While there may be compelling reasons to go with SoFi, there are some negatives to be aware of.
- No in-person customer service. SoFi is not affiliated with a physical bank, so you won’t have the opportunity to meet with a representative or receive customer service in person. That may not matter to everyone, but some people like the personal service that brick-and-mortar banks can provide.
- Not good for those with bad credit. SoFi generally doesn’t lend to people who don’t have credit scores of at least 680. By lending to only borrowers with good credit, they see fewer defaults and are able to keep rates and costs down. People with fair or poor credit scores may be shut out and unable to access rates as low as those offered by SoFi.
- Eligibility is a bit opaque. SoFi has a somewhat unique approach to determining whether a person is eligible for a personal loan.
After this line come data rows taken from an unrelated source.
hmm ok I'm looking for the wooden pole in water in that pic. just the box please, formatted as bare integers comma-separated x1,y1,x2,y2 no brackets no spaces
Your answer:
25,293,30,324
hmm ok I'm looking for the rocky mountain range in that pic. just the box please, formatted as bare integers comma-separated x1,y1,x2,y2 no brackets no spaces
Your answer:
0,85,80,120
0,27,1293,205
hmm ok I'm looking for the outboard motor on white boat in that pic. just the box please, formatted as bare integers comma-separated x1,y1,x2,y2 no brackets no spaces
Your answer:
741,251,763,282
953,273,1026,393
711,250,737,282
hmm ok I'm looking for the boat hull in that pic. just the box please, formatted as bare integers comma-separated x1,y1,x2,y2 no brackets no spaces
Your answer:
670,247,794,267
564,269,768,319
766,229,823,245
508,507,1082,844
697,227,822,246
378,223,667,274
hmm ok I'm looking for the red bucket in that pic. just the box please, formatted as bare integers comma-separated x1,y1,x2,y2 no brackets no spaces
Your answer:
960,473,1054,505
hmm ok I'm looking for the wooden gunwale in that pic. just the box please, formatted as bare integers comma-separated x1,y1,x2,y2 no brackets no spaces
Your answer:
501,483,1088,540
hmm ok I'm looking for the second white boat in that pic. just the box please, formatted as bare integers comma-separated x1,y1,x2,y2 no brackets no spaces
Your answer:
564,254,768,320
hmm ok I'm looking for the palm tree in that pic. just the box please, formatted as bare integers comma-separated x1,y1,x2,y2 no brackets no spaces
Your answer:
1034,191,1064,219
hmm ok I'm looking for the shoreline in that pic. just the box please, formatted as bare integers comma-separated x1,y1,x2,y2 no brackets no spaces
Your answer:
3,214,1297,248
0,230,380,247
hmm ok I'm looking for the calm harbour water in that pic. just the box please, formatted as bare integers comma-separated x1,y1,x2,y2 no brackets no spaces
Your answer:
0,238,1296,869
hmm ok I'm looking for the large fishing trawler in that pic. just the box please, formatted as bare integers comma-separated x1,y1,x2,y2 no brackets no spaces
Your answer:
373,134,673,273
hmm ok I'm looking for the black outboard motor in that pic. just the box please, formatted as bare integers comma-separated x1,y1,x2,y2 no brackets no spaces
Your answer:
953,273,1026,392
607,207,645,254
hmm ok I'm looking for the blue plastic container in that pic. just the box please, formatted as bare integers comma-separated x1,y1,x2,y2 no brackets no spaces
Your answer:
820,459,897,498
While it generally prefers people with better credit scores, it also looks at overall financial history, monthly income versus expenses, and career experience.
The growth of online banking has led to the launch of multiple low-cost personal loan companies, many of whom offer services similar to SoFi. Competitors include:
- Payoff: Offering loans of between $5,000 and $35,000 to help pay off credit card debt.
- LendingClub: A leading peer-to-peer lending service that allows to you access loans from private individuals and bypass the bank altogether.
- Prosper: Another peer-to-peer lending platform. It offers loans as large as $40,000.
- Upstart: Lending platform started by former Google employees in which loan applicants are evaluated using artificial intelligence.
In addition to evaluating these services, a person considering SoFi personal loans to consolidate credit card debt should also examine whether a balance transfer credit card makes sense.
Many balance transfer credit cards come with an introductory period of up to 21 months where you’ll pay no interest.
If you believe that you can pay off the debt before the promotional period ends and interest charges kick in, you may be able to save more money than you could with a personal loan.
There is always the risk, however, that you won’t pay off the debt in time and be subjected to very high credit card interest rates.
A Word About Personal Debt
SoFi personal loans can be helpful for certain people, particularly those that want to save money by consolidating their credit card debt.
But it’s important to avoid getting too enamored with the products and services of any personal loan company.
Remember, after all, that taking on debt of any kind can make it harder for you to achieve financial freedom.
The fact that a company offers low rates, good customer service, or a sleek website should not change this fact.
Before choosing to go with SoFi or any of its competitors, take time to evaluate whether you truly need a loan.
What do you need the loan for? If you are using SoFi to help consolidate credit card debt and save money, then it could be a sensible choice.
But taking out loans to make discretionary purchases like a new hot tub or a snowmobile may not be helpful to your finances in the long run.
If you are using a SoFi loan to consolidate higher interest debt, take time to examine how you reached that point to begin with.
How did you end up in debt? Have you been focused on saving money? What are your spending patterns?
Consider this: If you have the right mindset and make the right financial choices, your first loan from SoFi should be your last.
SoFi offers a fairly straightforward way for you to get a low-cost loan to pay off credit card debt or take care of other needs.
Its interest rates are among the best in the nation, and the lack of prepayment, origination, or late payment fees is an attractive asset.
The wide range of loan terms and the size of loans permitted are also big pluses.
It may not be easy for everyone to get a personal loan through SoFi. If you have shaky credit, no job, or inconsistent cash flow, you may be turned down.
Thus, SoFi loans are generally best for people with very good credit and a history of being able to pay bills on time.